Upon being approached, Isaac asked, “Who is it?”
Jacob said, “I am Esau, your firstborn. I have done what you have told me, caught game and cooked it the tasty way you want. So please sit up and eat it so you can give me your blessing.”
When Isaac asked how did he catch game so quickly, Jacob replied: “The Lord helped me.”
“Come nearer so I can touch you,” his father told Jacob. Isaac touched him and said, “The voice is that of Jacob but the hands are of Esau. Are you really my son Esau?”
“I am,” Jacob replied.
“Come here and kiss me then,” his father said. Isaac caught the smell of Esau’s clothes and was convinced. He gave Jacob the blessing: abundance of grain and crops and the nations will bow to you and you will be lord over your brothers.
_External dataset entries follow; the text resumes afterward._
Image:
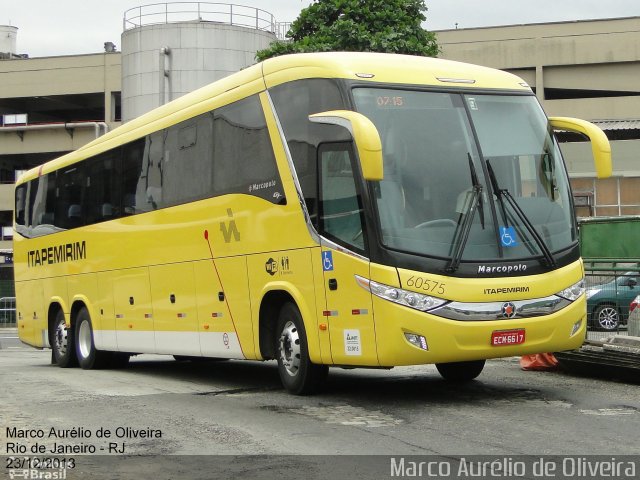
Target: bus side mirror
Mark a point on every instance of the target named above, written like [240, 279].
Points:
[365, 136]
[599, 141]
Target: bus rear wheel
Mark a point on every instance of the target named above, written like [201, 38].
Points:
[62, 343]
[88, 357]
[460, 371]
[298, 375]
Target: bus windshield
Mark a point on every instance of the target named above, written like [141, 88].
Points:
[473, 176]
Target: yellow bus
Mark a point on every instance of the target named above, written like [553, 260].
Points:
[339, 209]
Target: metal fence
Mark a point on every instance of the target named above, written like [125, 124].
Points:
[610, 291]
[223, 13]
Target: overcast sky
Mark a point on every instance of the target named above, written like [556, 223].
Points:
[66, 27]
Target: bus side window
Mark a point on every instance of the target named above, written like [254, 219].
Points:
[132, 155]
[341, 212]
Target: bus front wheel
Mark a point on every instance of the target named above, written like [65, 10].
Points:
[88, 356]
[62, 343]
[460, 371]
[298, 375]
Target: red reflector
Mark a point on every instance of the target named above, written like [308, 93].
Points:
[501, 338]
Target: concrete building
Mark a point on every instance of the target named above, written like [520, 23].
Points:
[585, 69]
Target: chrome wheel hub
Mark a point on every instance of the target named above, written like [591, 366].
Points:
[60, 338]
[84, 339]
[289, 349]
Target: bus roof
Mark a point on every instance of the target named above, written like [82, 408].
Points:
[366, 67]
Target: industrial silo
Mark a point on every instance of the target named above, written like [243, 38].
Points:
[8, 35]
[169, 49]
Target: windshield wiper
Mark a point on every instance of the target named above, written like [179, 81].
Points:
[461, 235]
[503, 193]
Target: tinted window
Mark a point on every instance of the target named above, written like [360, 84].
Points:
[243, 155]
[173, 166]
[341, 213]
[294, 102]
[102, 196]
[186, 166]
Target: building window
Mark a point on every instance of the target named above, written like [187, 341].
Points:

Soon after the blessing and just after Jacob left, Esau came in, having prepared tasty game that he had hunted for Isaac. “Sit up and eat, my father,” he said, “so you may give me your blessing.”
Deceived
“Who are you?” Isaac asked.
“Father, I am your firstborn,” Esau said.
Isaac trembled violently. “Who was it that said he hunted game and brought it to me just before you came?” he asked in panic. “I blessed him.”
Esau broke out into a loud and bitter cry. “Bless me, too, my father,” he pleaded.
Isaac said, “But your brother already came and deceitfully took your blessing.” (Note: Apparently, blessings, like curses, once given, are irrevocable).
“Jacob has deceived me two times!” Esau wept wildly. “First he took my birthright (the traditional law’s right of the firstborn to the inheritance) and now he has stolen my blessing!”
Esau held a deep grudge against his brother for a long time. He even swore that after his old father died, he would kill Jacob.
When Rebekah was told what her older son had in mind, she instructed Jacob to flee at once to her brother Laban in Haran: “Stay there until Esau’s fury subsides. When your brother is no longer angry I’ll send for you to come back.”
I used to think people in the Bible were there for us readers to emulate or to serve as object lessons. But Jacob, who was always shrewd, was never divinely punished. He prospered, and multiplied and became an important figure in Egypt.
Jacob’s name was changed to Israel and he led the Israelites to the Promised Land. (To this day the land they claimed is still a subject of dispute.)
So I guess the Bible is still just history of foibles and misery and troubles and victories. People in it are only people, some growing rich by bilking others and begetting power, some deprived of their rightful share and living lesser lives. Some are not loved by their mothers and some are mama’s boys. Just like our world today.